The Music Man is up next at 1 pm, followed by Fiddler on the Roof at 3:45. Although both musicals take place around the turn of the 20th century, Meredith Wilson's score, all "Ya Got Trouble" and "76 Trombones," keeps us in small-town America, while Bock and Harnick's "If I Were a Rich Man" and "Tradition" move us across the ocean to the small village of Anatevka in Russia, where a Jewish milkman tries to figure out how to stick with what he knows in the face of change at every turn.  

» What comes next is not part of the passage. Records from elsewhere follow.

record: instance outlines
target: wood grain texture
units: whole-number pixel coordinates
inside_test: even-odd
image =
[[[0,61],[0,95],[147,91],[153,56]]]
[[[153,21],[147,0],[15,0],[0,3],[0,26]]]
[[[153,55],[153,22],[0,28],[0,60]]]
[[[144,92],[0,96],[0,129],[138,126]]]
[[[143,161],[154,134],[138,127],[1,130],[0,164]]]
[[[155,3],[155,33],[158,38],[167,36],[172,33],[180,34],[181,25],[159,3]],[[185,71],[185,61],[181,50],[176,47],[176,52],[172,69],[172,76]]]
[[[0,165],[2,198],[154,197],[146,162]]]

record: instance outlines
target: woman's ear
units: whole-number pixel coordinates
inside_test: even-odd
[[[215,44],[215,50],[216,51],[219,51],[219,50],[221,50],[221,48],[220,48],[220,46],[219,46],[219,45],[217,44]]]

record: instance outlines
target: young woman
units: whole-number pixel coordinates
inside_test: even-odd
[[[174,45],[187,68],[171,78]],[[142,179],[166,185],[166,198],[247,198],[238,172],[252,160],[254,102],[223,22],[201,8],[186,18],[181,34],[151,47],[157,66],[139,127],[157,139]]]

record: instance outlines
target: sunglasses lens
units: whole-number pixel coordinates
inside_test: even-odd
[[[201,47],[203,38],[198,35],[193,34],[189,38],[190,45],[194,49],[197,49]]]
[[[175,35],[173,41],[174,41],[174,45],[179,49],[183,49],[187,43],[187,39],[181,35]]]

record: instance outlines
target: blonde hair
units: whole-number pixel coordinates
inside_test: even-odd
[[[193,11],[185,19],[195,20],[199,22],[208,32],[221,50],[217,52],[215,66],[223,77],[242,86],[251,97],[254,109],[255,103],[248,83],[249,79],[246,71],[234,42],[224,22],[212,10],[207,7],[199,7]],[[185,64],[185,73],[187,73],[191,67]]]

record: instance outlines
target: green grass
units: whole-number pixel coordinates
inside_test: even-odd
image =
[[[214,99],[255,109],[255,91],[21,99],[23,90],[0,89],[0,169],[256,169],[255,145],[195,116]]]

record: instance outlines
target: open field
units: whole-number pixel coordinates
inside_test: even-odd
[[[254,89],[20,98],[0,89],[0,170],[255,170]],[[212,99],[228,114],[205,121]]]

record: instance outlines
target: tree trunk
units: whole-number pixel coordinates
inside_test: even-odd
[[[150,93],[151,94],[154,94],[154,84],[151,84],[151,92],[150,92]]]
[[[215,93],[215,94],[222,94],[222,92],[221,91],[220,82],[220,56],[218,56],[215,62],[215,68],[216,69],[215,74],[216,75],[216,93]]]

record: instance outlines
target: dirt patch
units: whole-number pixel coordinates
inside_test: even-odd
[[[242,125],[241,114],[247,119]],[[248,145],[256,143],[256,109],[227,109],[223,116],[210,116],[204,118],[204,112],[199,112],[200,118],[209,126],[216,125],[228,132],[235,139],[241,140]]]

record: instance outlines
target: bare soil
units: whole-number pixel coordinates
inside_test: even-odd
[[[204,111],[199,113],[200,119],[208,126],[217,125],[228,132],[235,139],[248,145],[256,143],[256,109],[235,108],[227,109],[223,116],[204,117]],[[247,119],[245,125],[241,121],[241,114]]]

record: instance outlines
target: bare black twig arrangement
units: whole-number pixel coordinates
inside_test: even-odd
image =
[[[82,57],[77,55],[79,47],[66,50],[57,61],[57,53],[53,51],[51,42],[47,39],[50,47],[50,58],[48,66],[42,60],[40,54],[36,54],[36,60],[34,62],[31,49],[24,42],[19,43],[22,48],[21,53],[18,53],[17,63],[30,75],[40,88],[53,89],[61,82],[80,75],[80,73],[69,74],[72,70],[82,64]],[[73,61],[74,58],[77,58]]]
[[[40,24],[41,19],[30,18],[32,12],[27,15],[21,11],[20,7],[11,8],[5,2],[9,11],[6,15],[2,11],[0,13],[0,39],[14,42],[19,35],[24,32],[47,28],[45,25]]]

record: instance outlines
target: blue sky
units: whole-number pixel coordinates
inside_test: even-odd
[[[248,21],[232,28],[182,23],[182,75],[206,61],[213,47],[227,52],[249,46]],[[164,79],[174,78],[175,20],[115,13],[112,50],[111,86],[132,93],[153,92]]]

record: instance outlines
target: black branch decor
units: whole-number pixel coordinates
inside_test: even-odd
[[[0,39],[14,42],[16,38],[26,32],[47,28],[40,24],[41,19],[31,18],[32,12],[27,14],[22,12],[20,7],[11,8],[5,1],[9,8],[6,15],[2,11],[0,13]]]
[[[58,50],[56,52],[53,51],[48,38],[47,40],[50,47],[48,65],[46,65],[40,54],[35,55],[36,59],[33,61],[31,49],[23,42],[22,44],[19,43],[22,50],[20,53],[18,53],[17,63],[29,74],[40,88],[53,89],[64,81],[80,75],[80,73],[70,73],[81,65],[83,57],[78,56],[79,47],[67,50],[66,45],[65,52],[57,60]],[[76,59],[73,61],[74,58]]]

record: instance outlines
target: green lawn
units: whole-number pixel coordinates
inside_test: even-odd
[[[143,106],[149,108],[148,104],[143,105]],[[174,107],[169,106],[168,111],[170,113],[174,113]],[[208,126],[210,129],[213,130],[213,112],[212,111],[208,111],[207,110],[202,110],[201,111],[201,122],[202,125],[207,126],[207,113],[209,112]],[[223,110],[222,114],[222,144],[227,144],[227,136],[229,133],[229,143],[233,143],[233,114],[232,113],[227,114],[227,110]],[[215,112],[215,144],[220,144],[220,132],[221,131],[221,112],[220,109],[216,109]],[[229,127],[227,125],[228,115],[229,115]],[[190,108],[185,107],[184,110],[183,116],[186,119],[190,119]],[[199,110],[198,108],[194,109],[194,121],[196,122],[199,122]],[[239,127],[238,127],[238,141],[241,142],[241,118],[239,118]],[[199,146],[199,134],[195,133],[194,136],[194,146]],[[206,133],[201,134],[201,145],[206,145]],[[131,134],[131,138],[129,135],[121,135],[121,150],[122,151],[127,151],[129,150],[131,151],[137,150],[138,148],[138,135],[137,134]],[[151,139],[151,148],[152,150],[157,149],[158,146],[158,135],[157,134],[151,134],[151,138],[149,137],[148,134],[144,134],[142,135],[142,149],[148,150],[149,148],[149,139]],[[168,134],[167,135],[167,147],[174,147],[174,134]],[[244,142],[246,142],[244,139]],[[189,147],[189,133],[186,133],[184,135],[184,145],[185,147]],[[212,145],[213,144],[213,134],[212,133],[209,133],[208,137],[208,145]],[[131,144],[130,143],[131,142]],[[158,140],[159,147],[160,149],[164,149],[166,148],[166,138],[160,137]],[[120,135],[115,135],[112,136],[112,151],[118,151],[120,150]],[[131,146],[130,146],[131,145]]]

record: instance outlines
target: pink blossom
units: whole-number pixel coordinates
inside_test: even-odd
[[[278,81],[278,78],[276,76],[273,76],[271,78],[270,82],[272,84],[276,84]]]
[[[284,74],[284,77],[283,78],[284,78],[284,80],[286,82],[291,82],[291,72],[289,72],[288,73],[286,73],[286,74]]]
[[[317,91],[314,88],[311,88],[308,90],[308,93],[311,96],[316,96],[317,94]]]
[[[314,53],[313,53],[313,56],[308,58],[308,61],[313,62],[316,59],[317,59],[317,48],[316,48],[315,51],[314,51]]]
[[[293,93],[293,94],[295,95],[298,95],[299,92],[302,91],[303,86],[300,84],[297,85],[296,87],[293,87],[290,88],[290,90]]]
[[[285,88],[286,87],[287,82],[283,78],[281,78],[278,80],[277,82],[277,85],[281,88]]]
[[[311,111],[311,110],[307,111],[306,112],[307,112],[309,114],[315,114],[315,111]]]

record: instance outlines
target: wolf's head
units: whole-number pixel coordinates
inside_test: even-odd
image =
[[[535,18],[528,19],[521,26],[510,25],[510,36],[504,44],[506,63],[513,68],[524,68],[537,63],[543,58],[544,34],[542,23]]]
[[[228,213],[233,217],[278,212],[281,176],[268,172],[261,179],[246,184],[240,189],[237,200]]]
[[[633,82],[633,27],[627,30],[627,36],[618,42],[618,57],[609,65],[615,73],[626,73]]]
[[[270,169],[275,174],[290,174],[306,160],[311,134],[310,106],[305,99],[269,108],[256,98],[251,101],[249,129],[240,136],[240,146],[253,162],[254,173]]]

Fiddler won three Oscars, while Music Man and On the Town each took home one, for Music Man's "Scoring of Music-adaptation or treatment" and On the Town's "Scoring of a Musical Picture." That's the same category where You Were Never Lovelier was nominated in 1942, although it didn't win.

In prime time, Life Is Beautiful, the Italian film that won three Oscars -- Best Actor for Roberto Benigni, Best Original Score and Best Foreign Language Film -- takes the 7 pm slot, with the murderous 1920s musical Chicago -- a big winner as Best Picture, Best Supporting Actress (Catherine Zeta Jones), Best Art Direction, Best Costume Design, Best Editing and Best Sound -- at 9:15.

But I'm all about Shakespeare in Love, the magical movie that imagines what Will Shakespeare was doing when he was young and impetuous and trying to write Romeo and Juliet. Or Romeo and Ethel, the Pirate's Daughter. For me, Shakespeare in Love is just about the perfect movie. It's smart and sweet, enchanting and effervescent. Joseph Fiennes is ever so attractive as Shakespeare, Gwyneth Paltrow is better than she's ever been as his love interest Viola, and the depth of the ensemble, which includes Colin Firth, Judi Dench, Geoffrey Rush, Tom Wilkinson, Antony Sher, Simon Callow, Imelda Staunton, Jim Carter and Ben Affleck, is simply astounding. Yes, Shakespeare in Love is pretty much perfect.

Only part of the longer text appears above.